O genoma de S. griseus foi completamente sequenciado . Possui um cromossomo linear com mais de oito milhões de pares de bases. A presença de plasmídeos não foi observada.

O cromossomo possui mais de 7000 ORF (sequências de RNA de estrutura aberta). Em mais de 60% dessas seqüências, a função que elas cumprem é conhecida. O conteúdo de GC para S. griseus é de aproximadamente 72%, o que é considerado alto.

Metabólitos secundários

A maioria das espécies de Streptomyces produz uma grande quantidade de metabólitos secundários. Entre estes estão antibióticos, imunossupressores e inibidores de enzimas.

Da mesma forma, essas bactérias são capazes de produzir algumas enzimas de importância industrial, como glicose isomerase ou transglutaminase.

No caso de S. griseus , o metabólito secundário mais importante é a estreptomicina. No entanto, esse organismo produz outros compostos, como certos tipos de fenóis, que são muito eficazes no controle de vários fungos fitopatogênicos.

Taxonomia

A espécie foi descrita pela primeira vez a partir do isolamento do solo em uma área da Rússia. A pesquisadora Krainsky em 1914 a identifica como Actinomyces griseus .

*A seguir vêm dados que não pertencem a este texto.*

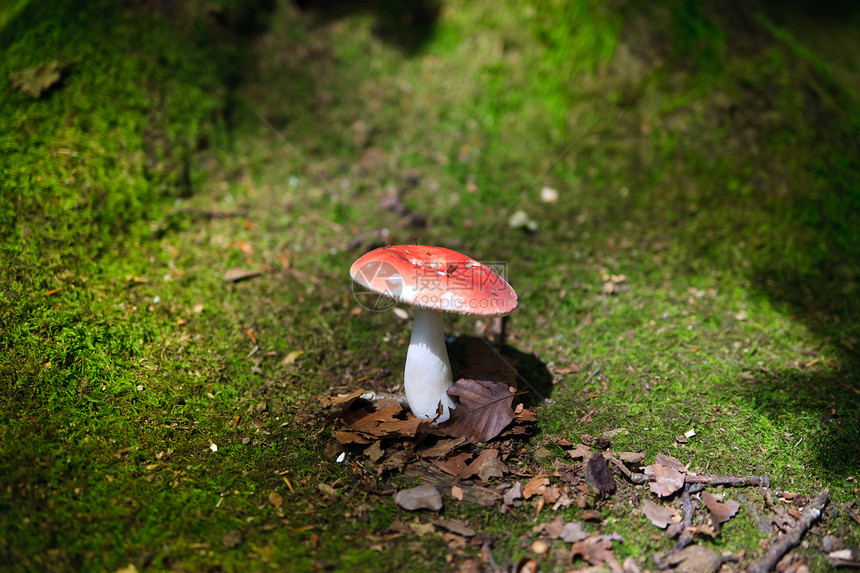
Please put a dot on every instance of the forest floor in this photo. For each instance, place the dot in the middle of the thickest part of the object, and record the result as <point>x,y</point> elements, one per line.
<point>673,191</point>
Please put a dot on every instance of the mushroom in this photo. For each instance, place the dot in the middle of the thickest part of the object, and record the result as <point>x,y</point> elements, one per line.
<point>433,280</point>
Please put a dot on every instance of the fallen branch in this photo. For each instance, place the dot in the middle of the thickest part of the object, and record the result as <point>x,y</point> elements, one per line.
<point>793,537</point>
<point>712,480</point>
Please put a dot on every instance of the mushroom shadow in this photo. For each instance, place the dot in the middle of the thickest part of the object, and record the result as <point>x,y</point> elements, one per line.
<point>405,24</point>
<point>534,381</point>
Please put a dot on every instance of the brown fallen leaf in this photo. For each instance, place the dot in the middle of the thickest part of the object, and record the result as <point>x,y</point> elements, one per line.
<point>454,526</point>
<point>660,515</point>
<point>375,452</point>
<point>581,451</point>
<point>573,532</point>
<point>597,550</point>
<point>442,448</point>
<point>484,410</point>
<point>421,497</point>
<point>514,493</point>
<point>666,475</point>
<point>696,559</point>
<point>475,466</point>
<point>453,465</point>
<point>536,485</point>
<point>38,79</point>
<point>232,539</point>
<point>276,499</point>
<point>235,274</point>
<point>587,419</point>
<point>598,476</point>
<point>720,511</point>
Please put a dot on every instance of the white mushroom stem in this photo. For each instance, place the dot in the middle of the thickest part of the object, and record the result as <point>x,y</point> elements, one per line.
<point>428,372</point>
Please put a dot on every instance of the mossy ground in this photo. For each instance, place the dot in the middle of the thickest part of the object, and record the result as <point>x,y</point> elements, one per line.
<point>709,155</point>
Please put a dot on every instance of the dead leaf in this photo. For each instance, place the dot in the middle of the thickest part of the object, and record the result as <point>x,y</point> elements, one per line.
<point>38,79</point>
<point>232,539</point>
<point>534,486</point>
<point>666,475</point>
<point>421,497</point>
<point>515,492</point>
<point>720,511</point>
<point>235,274</point>
<point>587,419</point>
<point>696,559</point>
<point>629,457</point>
<point>484,410</point>
<point>375,452</point>
<point>276,499</point>
<point>454,526</point>
<point>492,468</point>
<point>476,466</point>
<point>442,448</point>
<point>598,476</point>
<point>573,532</point>
<point>597,550</point>
<point>659,515</point>
<point>581,451</point>
<point>452,466</point>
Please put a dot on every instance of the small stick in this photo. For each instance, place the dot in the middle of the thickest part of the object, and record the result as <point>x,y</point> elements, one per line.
<point>793,537</point>
<point>729,480</point>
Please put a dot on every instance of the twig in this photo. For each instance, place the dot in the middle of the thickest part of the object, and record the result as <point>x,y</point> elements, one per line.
<point>729,480</point>
<point>793,537</point>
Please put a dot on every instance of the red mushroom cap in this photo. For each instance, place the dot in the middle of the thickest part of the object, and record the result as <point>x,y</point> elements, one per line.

Posteriormente, Waskman e Curtis conseguem isolar a espécie em várias amostras de solo nos Estados Unidos. Em 1943, Waskman e Henrici propuseram o gênero Streptomyces com base na morfologia e no tipo de parede celular de suas espécies. Esses autores colocam as espécies nesse gênero em 1948.

Filogenia e sinônimos

A existência de três subespécies para S. griseus foi proposta . No entanto, estudos moleculares revelaram que dois desses taxa correspondem à espécie S. microflavus .

Do ponto de vista filogenético, S. griseus forma um grupo com S.argenteolus e S. caviscabies . Essas espécies têm grande semelhança em relação às seqüências de RNA ribossômico.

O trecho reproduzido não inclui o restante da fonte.